My generation, on the other hand, with some thanks in part to their hard work, found our earth-side existence to be quite alright, quite comfortable.  We, the wealthiest generation America had ever seen, as a general rule never lacked for food, never had to walk much anywhere, never had to pick or hoe cotton, and never had to spend summers in anything hotter than a 72 degree climate-controlled environment.  We grew up in modern houses for the most part; we had cars when we turned 16. We did have allowances and jobs, but they gave us spending money, not survival money. We had stacks of clothes and multiple pairs of shoes in full closets and pantries that magically refilled themselves; we had parents who worked long hours to give us pretty much everything we wanted. As children my generation didn’t have wars to fight, drew incredible interest on our savings accounts; we never had to worry about some crazy man shooting up our high school or about religious zealots flying airplanes into the New York skyline. There was this little thing about a Cold War, the threat of nuclear annihilation. But we were too young to understand the idea, so while it worried our parents—that threat was never any more real to us than the silly drills we had at school imagining we could easily survive a nuclear attack by hunkering down under our desks.  I could go on here, but you see–we had it good.  The struggles were manageable, and usually they were minimal due to our parent’s well-intentioned-yet-still-misguided-interventions and belief we should never have to struggle. As the rewards and securities of life in affluence and comfort became our birthright, you can see why it was harder for my generation to understand why we’d ever sing “I’m just a poor wayfaring stranger…” or “Farther along, we’ll know all about it, farther along, we’ll understand why…”  We grew up quite happy to be who we were, where we were, what we were.

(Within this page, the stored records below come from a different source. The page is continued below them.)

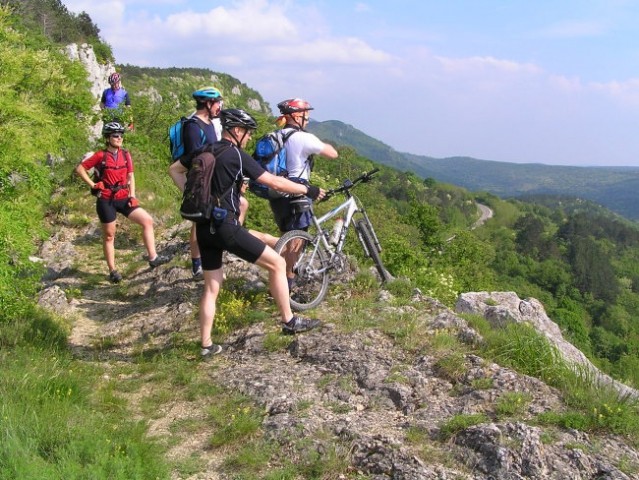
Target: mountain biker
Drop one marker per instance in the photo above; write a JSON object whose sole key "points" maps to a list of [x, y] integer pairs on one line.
{"points": [[115, 95], [300, 150], [115, 189], [232, 164], [204, 129]]}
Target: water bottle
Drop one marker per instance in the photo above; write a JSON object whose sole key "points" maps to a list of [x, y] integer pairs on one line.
{"points": [[337, 230]]}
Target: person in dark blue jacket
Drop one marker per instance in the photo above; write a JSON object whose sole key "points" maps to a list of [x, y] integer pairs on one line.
{"points": [[202, 128], [113, 96]]}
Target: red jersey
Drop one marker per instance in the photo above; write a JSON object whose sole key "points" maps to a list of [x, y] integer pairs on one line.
{"points": [[114, 170]]}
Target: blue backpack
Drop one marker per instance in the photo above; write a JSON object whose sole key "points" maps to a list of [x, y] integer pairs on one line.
{"points": [[270, 153], [176, 137]]}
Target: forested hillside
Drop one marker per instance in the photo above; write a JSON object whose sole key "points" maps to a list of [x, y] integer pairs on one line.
{"points": [[612, 187], [579, 259]]}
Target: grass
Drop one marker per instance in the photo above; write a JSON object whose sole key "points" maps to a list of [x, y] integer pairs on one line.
{"points": [[54, 425]]}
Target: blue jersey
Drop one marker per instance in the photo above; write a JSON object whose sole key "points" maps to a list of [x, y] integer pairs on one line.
{"points": [[112, 98]]}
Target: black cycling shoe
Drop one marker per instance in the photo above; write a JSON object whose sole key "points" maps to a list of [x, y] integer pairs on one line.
{"points": [[157, 261], [115, 277], [299, 324], [210, 351]]}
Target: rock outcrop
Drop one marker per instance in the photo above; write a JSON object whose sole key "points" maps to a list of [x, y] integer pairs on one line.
{"points": [[358, 392], [500, 308]]}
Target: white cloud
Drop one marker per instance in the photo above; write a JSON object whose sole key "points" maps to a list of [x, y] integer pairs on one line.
{"points": [[474, 64], [575, 29], [249, 22], [348, 51]]}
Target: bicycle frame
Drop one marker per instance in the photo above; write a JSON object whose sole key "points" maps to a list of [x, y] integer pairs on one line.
{"points": [[351, 207], [311, 256]]}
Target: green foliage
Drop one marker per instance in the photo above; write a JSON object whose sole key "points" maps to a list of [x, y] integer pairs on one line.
{"points": [[30, 102], [53, 20], [52, 428], [459, 423]]}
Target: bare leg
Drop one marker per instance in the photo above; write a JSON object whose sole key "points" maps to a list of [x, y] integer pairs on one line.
{"points": [[270, 240], [142, 218], [276, 267], [108, 244], [195, 249], [212, 282]]}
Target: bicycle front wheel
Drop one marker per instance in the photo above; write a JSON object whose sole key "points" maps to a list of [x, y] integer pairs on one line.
{"points": [[367, 238], [306, 258]]}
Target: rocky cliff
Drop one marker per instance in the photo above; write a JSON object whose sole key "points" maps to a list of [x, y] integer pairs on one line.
{"points": [[385, 406]]}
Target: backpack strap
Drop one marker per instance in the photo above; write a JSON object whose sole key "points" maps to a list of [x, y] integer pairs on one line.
{"points": [[199, 122], [216, 153]]}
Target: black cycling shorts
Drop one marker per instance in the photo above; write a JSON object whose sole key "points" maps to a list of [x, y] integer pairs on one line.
{"points": [[231, 237], [108, 209], [285, 219]]}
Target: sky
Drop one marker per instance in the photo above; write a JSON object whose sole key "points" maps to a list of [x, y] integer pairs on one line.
{"points": [[544, 81]]}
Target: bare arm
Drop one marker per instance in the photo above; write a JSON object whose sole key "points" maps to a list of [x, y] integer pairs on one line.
{"points": [[177, 171], [282, 184], [328, 151], [131, 182], [84, 175]]}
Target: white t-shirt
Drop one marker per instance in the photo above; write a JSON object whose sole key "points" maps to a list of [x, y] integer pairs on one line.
{"points": [[299, 147]]}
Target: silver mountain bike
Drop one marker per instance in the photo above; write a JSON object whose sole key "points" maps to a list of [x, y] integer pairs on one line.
{"points": [[314, 256]]}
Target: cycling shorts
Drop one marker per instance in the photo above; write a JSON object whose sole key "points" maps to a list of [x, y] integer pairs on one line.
{"points": [[108, 209], [229, 236], [285, 219]]}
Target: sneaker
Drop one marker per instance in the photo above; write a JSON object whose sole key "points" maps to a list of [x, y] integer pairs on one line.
{"points": [[198, 273], [299, 324], [158, 260], [115, 277], [210, 351]]}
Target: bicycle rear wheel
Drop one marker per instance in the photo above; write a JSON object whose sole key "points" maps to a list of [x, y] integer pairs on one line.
{"points": [[309, 262], [366, 236]]}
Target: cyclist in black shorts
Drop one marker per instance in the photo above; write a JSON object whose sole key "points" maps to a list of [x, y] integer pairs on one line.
{"points": [[232, 165], [115, 189]]}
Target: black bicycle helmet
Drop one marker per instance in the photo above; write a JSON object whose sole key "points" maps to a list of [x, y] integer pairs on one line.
{"points": [[293, 105], [207, 93], [234, 117], [112, 127]]}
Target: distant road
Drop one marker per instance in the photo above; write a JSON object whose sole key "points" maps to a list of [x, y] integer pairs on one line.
{"points": [[486, 213]]}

Heaven, although we certainly believed in it and sang happy songs at church about it—it did not beckon and we did not long for it.

Interestingly, there is much debate about Heaven and Hell even among religious types.  Most of the debate I’ve come across centers on Hell; some modern voices argue that the long-held descriptors of fire and pain and weeping and gnashing of teeth—are more metaphorical than real, and that indeed Hell is simply more of an existential nothingness than an experiential punishment. For whatever else it may be—the fact that Hell is a place where the Presence of God is totally and completely absent—that one reality would make it far worse than any fire or heat or torture we could imagine. I do know that Jesus had a great deal to say about Hell; His words are proof enough for me that it is both real and awful.

What does it say that we’ve de-evolved into a spiritual culture that has no real longing for Heaven and seemingly little fear of Hell? It may say more than we’d like to admit, and it may point to a lot of the problems we face as churches and believers alike.  For now, maybe we should simply pray that God will give us what the old hymn-writer called “a foretaste of glory divine”—that He will create in us a longing for that “better country” and at the same time will convince us well of the awfulness of a Hell apart from Him—so much so that we’ll have a burden to point as many people heavenward as possible in the time we have left here.  I need to remember every single day: this is only Earth.